Discretionary cash flow for the first quarter of 2013 was $18,632,000, as compared to $19,648,000 for the comparable 2012 period.  See the attached schedule for a reconciliation of net cash flow provided by operating activities to discretionary cash flow.

Oil and gas sales during the first quarter of 2013 were $35,976,000, as compared to $35,997,000 in the first quarter of 2012. Production for the first quarter of 2013 was 8,255,580 Mcfe, as compared to 8,170,100 Mcfe in the first quarter of 2012. Pro forma for the Fayetteville asset divestiture in December 2012, production during the first quarter of 2013 was 7% higher than the comparable 2012 period.

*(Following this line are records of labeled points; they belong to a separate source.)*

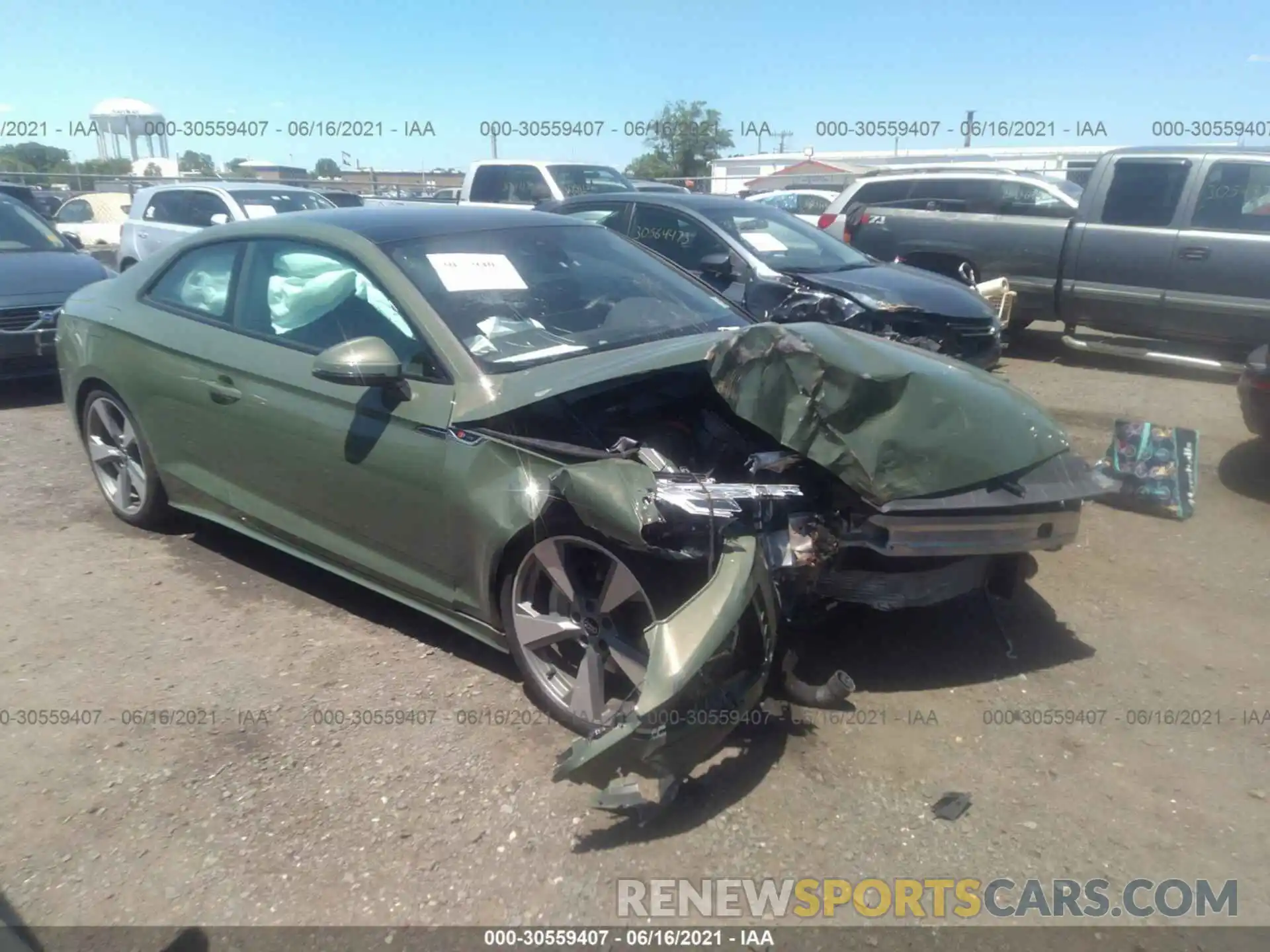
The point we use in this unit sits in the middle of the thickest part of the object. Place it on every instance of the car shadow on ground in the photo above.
(943, 647)
(31, 391)
(1246, 470)
(959, 643)
(748, 754)
(249, 557)
(1043, 342)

Oil and NGL volumes comprised approximately 22% of the Company’s total production during the first quarter of 2013 as compared to 18% in the 2012 period.  The increased percentage of liquids production was due to a 79% increase in NGL production since the first quarter of 2012.  Stated on an Mcfe basis, unit prices received during the first quarter of 2013 were 1% lower than the comparable 2012 period.

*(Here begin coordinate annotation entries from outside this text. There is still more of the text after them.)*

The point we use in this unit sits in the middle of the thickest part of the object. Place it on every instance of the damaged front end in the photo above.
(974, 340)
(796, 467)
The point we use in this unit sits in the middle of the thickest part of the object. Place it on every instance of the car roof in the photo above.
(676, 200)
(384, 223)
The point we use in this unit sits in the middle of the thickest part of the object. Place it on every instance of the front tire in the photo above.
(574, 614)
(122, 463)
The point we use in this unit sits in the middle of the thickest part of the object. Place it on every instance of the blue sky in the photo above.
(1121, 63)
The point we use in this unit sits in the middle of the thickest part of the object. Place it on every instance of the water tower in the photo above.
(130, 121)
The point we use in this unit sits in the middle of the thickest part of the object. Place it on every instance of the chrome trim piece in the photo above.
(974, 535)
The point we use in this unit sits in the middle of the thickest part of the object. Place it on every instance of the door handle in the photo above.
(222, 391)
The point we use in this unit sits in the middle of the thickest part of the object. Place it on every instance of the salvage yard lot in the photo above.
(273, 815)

Lease operating expenses (“LOE”) for the first quarter of 2013 totaled $9,719,000, as compared to $9,665,000 in the first quarter of 2012. LOE per Mcfe was $1.18 in each of the first quarters of 2013 and 2012.

Depreciation, depletion and amortization (“DD&A”) on oil and gas properties for the first quarter of 2013 was $1.53 per Mcfe as compared to $1.83 per Mcfe in the first quarter of 2012.  The decline in the DD&A rate was primarily the result of non-cash ceiling test impairments recorded during 2012.

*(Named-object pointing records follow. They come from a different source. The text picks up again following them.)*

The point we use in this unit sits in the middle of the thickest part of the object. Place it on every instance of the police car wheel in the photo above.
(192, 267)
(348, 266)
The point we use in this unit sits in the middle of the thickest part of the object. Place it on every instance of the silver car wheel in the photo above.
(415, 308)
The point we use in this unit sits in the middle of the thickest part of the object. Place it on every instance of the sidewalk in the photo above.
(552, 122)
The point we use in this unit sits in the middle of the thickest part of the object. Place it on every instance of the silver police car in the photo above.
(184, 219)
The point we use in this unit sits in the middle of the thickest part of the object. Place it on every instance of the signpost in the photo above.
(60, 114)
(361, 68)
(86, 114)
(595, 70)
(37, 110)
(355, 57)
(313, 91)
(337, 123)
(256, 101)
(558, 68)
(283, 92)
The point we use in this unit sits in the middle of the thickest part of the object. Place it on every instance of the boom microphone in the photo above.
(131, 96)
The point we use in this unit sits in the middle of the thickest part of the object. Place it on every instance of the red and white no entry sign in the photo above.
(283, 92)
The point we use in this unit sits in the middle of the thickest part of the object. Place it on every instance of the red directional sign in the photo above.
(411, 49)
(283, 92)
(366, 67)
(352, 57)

General and administrative expenses during the first quarter of 2013 totaled $4,716,000, as compared to $5,579,000 during the 2012 period. Included in first quarter 2013 and 2012 general and administrative expenses were non-cash stock compensation costs totaling $556,000 and $1,923,000, respectively.

Interest expense for the first quarter of 2013 increased to $2,864,000, as compared to $2,270,000 in the first quarter of 2012. The increase in interest expense was the result of increased borrowings outstanding under the Company’s credit facility.  During March 2013, the Company’s bank group completed its semi-annual redetermination of the borrowing base under the credit facility and increased the borrowing base from $130,000,000 to $150,000,000. The Company had $60,000,000 of borrowings outstanding at March 31, 2013.

Capital expenditures during the first quarter of 2013 totaled $32,043,000 and consisted of leasing and seismic costs of $5,649,000, drilling capital of $21,831,000 and capitalized overhead and interest of $4,563,000.  The Company expects its capital expenditures in the second quarter of 2013 to be substantially less than the first quarter and reaffirms its full year 2013 capital expenditures guidance within a range of $80,000,000 to $100,000,000.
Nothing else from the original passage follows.